I'm guessing with some tuning and guaranteed "completed" markers we could eliminate some of the delays (PR's always welcome).
As far as getting results the next day, that's not really a goal. Our only real system goal is to make sure a crawl completes before the next one starts. Arguably by using almost the full window we are making best utilization of the limited hardware capacity and I can pretty much guarantee that if more hardware was thrown at it the next day more URLs would be added (originally we wanted to crawl the full 1M URL list but just don't have the capacity). If we ran the crawl in one day and idled the hardware for the rest of the period it would be a pretty big waste.

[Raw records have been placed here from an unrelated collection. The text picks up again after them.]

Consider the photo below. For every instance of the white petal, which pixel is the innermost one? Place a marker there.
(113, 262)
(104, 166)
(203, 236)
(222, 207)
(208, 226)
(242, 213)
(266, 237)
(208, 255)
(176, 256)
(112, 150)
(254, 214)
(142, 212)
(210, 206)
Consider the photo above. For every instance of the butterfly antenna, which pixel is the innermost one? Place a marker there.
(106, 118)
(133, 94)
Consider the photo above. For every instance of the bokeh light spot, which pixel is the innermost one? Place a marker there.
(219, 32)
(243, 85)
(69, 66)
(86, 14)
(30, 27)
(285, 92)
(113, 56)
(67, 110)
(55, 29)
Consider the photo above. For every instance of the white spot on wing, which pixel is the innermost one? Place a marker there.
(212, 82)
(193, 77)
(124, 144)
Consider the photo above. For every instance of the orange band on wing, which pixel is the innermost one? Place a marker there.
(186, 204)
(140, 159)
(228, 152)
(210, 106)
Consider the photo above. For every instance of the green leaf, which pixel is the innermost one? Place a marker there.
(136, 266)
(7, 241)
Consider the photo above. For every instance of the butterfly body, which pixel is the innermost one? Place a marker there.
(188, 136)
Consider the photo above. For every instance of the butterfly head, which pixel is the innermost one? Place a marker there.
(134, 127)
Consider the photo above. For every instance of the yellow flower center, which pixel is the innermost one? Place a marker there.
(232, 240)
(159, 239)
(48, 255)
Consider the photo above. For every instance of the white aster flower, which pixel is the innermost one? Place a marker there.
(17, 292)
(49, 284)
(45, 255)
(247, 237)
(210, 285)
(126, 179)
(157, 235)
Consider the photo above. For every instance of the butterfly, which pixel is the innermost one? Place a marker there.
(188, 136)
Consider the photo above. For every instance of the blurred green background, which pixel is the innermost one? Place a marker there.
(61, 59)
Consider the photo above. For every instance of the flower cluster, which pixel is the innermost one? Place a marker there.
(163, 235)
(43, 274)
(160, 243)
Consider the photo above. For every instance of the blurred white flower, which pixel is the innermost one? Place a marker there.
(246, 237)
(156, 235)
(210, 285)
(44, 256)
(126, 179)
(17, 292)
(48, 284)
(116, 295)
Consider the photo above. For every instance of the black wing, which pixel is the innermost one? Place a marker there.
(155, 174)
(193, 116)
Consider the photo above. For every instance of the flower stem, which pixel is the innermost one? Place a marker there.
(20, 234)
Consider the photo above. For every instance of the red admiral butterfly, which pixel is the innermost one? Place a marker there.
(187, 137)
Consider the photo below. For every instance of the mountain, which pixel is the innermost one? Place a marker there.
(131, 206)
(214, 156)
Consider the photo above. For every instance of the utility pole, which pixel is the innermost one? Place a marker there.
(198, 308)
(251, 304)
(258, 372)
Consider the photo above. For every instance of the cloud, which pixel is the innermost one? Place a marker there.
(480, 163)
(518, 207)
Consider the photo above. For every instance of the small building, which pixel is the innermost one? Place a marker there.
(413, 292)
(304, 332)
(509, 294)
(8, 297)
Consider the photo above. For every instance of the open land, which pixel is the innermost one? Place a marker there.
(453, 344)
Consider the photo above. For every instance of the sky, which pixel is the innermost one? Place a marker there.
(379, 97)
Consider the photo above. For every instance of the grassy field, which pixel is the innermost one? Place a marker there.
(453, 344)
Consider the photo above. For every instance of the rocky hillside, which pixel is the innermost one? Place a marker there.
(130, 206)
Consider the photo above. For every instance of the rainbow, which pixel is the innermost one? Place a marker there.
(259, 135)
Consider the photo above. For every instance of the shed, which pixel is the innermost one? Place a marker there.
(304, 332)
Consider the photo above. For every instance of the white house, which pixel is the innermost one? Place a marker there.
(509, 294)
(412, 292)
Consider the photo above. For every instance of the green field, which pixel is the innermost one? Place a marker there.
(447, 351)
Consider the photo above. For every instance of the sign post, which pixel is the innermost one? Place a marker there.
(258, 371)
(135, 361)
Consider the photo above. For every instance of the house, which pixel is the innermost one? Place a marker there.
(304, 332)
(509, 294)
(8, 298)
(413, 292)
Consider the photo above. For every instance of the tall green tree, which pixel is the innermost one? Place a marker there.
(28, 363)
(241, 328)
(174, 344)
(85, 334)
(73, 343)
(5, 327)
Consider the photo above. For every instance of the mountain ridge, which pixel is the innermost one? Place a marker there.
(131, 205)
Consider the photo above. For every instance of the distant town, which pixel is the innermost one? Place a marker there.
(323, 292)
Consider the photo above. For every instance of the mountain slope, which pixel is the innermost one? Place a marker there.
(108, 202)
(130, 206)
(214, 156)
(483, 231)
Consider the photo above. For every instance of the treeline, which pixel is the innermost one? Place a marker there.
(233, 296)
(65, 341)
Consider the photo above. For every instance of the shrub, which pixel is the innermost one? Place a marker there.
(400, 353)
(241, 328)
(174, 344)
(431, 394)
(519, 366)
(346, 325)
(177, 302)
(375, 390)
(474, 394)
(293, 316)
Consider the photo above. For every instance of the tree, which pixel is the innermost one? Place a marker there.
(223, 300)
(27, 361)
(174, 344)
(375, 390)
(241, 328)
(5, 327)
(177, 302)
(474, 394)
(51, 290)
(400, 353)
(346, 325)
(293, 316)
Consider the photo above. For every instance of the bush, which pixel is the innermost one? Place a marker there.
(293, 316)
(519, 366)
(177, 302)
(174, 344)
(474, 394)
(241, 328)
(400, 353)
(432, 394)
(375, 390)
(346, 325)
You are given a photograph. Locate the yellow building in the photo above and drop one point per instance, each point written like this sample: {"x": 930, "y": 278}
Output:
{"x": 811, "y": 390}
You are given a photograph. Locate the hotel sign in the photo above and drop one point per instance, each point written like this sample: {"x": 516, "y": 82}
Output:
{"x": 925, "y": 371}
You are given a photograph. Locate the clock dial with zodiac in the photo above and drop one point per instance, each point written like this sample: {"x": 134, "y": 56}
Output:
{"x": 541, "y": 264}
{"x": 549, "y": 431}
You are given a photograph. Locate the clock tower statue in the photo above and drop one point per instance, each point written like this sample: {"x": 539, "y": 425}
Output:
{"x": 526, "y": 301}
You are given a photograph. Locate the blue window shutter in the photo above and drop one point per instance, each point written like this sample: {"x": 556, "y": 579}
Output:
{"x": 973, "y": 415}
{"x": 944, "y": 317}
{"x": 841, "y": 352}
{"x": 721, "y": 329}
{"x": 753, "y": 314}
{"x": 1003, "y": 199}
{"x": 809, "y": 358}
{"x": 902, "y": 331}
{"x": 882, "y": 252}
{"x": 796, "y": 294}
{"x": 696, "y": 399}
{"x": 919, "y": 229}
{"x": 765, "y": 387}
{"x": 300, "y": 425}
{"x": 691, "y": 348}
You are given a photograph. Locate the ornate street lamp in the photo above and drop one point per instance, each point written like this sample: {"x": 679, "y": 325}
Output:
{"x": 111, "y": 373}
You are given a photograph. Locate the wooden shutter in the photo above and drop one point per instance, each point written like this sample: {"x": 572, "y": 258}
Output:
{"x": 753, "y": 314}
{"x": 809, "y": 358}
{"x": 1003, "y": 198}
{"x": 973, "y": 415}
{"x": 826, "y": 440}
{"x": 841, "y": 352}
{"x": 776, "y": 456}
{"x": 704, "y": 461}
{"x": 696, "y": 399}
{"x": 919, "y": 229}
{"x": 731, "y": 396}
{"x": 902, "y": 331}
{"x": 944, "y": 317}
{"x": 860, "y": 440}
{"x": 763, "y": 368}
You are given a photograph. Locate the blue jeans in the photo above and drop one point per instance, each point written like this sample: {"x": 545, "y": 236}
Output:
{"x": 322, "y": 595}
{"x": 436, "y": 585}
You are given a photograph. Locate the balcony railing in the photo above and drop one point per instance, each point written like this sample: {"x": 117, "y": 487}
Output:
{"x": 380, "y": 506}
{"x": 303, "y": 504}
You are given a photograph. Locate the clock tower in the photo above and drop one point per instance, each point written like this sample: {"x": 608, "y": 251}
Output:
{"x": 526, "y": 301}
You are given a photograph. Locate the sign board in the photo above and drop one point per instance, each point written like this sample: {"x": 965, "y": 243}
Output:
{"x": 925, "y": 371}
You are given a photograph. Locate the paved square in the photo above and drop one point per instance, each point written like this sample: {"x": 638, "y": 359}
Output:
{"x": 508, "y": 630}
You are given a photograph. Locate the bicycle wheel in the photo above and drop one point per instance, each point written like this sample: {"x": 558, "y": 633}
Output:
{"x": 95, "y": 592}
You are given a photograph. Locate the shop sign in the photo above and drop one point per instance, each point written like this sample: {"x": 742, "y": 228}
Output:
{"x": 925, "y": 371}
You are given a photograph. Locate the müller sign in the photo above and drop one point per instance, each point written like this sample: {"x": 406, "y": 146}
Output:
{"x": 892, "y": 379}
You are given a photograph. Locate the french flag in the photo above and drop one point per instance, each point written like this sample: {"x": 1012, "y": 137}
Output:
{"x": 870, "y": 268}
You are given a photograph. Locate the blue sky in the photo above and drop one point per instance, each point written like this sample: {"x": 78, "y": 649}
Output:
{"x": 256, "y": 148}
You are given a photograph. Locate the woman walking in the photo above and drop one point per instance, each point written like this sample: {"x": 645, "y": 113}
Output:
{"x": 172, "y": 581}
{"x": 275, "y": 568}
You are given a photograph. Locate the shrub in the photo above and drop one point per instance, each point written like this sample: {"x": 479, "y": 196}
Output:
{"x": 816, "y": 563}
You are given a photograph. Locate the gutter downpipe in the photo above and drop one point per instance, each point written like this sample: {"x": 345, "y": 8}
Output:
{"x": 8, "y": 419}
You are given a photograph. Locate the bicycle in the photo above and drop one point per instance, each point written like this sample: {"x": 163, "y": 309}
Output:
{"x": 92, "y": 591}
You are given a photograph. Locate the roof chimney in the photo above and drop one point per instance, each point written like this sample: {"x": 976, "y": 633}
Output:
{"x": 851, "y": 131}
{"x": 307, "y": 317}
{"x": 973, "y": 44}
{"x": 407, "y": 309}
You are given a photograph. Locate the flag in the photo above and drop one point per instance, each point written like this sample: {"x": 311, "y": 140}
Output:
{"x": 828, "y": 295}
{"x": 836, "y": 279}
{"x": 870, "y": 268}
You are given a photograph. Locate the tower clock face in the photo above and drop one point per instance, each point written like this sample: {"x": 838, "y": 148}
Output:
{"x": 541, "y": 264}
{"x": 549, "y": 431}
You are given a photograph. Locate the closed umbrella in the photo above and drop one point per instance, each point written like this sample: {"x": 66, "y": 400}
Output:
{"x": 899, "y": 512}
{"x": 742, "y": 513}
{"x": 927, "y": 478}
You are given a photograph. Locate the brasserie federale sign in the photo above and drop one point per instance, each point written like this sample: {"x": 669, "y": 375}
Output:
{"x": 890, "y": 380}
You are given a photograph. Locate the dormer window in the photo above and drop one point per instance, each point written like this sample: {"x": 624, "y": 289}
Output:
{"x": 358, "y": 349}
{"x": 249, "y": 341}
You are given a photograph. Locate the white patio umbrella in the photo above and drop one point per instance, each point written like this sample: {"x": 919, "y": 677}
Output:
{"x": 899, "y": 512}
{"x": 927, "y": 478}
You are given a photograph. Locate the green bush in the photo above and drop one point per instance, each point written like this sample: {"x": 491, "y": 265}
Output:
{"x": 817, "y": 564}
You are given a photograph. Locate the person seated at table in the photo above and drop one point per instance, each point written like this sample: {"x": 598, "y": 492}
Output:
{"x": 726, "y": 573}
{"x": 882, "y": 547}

For discussion's sake, here are some rough numbers on what it would take to scale to be able to run the tests in ~ 1 day:
- The current system consists of 2 2U supermicro Fat Twin servers with 4 servers in each (8 servers total). Fully loaded, each ran around $25k. There are 134 Windows VM's running - figure $100 each for OS licenses. Grand total for one unit of HA capacity (not including hosting/power/bandwidth charges): ~$63,400
- To get the 12 day crawl down to 1 day assume it takes 12x the hardware (agents scale linearly and this assumes some level of server scaling): ~$760k total (~$700k additional)
Managing and hosting that much hardware would also involve some pretty substantial recurring charges for personnel, power and CoLo.
And before someone asks about just scaling up/down in the cloud, it is much more flexible but in no way, shape or form cheaper. 1,608 Windows instances x 24 hours of C4.large is roughly $7500 per crawl (not including bandwidth costs).